Fly Like An Eagle
By: Eugenia Jones
Five bald eagles spotted along local areas of Cumberland and Big South Fork Rivers during statewide survey.
Earlier this month, those looking locally for bald eagles along the Cumberland and Big South Fork Rivers during the 2015 statewide bald eagle survey were greeted with below freezing temperatures and five magnificent eagles.
This year’s survey saw two teams travelling by boat as they looked for bald eagles from the Sawyer area on the Cumberland River to Burnside and then back south on the Big South Fork River to Turkey Creek in McCreary County. Both teams of Department of Fish and Wildlife staff were rewarded with sightings of bald eagles in both counties during their coverage of approximately fifty miles of river waterway in McCreary and Pulaski Counties.
Designated as our country’s national emblem in 1782, the majestic bald eagle, with its distinctive white head, disappeared as a breeding bird in Kentucky and elsewhere during the l960s. The disappearance of the magnificent birds was due in large part to the use of pesticides, particularly DDT.

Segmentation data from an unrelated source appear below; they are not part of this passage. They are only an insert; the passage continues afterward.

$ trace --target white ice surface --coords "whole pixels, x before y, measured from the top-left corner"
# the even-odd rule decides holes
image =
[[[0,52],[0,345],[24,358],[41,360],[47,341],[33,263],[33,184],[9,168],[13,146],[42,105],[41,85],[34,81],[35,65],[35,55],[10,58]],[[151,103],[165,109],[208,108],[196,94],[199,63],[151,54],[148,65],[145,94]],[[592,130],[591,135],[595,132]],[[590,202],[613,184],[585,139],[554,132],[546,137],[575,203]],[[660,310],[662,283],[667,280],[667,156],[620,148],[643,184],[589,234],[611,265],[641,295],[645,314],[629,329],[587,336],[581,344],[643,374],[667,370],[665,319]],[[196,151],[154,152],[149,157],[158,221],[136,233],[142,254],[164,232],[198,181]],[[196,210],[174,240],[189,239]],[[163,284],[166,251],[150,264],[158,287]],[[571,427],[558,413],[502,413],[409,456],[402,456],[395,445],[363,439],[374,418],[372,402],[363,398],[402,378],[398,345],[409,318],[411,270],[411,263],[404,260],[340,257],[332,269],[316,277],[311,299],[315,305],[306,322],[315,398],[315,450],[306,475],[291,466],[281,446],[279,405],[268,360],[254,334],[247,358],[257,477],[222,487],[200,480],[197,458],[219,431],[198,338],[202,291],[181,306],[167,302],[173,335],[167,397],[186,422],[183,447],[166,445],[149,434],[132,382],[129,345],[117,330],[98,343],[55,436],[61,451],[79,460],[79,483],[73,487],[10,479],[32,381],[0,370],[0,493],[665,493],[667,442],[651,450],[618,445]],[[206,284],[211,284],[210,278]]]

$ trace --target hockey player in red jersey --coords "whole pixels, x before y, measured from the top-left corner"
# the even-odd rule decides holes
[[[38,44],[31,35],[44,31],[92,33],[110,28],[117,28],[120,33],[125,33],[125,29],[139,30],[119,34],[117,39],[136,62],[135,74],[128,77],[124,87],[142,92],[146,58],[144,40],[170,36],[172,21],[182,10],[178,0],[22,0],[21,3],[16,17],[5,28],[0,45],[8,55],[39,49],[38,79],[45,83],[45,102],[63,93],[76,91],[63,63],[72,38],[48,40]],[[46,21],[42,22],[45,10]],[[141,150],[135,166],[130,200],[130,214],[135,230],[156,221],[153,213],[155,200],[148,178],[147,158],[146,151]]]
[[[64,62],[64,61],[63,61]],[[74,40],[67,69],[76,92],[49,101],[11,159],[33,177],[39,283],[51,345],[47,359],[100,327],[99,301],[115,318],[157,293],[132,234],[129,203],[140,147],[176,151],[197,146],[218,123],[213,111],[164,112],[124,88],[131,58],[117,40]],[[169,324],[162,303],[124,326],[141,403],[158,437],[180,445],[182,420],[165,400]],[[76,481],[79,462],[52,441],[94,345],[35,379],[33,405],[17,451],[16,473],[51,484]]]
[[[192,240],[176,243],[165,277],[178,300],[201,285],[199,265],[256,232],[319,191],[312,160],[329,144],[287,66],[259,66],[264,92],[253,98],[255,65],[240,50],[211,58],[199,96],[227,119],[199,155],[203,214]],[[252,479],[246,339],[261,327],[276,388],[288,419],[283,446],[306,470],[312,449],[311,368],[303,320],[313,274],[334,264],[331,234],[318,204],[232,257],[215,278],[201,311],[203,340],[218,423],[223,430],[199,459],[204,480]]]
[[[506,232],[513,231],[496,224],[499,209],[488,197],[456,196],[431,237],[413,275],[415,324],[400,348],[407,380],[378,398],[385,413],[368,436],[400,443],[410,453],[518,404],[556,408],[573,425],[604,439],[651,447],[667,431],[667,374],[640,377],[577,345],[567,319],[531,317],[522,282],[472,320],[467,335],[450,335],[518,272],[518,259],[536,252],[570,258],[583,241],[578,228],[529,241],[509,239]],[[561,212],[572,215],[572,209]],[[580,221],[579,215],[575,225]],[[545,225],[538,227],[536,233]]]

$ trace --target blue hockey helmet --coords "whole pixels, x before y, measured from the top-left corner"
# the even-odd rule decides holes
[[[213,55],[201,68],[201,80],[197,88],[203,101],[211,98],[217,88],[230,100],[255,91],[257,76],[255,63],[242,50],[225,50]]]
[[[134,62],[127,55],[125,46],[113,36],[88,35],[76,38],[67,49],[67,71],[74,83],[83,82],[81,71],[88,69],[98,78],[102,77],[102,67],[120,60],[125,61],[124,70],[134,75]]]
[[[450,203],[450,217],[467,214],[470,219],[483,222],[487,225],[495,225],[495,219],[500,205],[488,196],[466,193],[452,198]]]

With the ban of DDT in the early seventies and reintroduction efforts with bald eagles in the 1970s and ‘80s, Kentucky saw a steady increase in the number of nesting territories of bald eagles. Although still protected by the Migratory Bird Treaty Act and the Bald and Golden Eagle Protection Act, Kentucky’s bald eagles were officially delisted from the federal list of threatened and endangered species in 2007.
While sightings of bald eagles in McCreary County are still not abundant, they are becoming more common.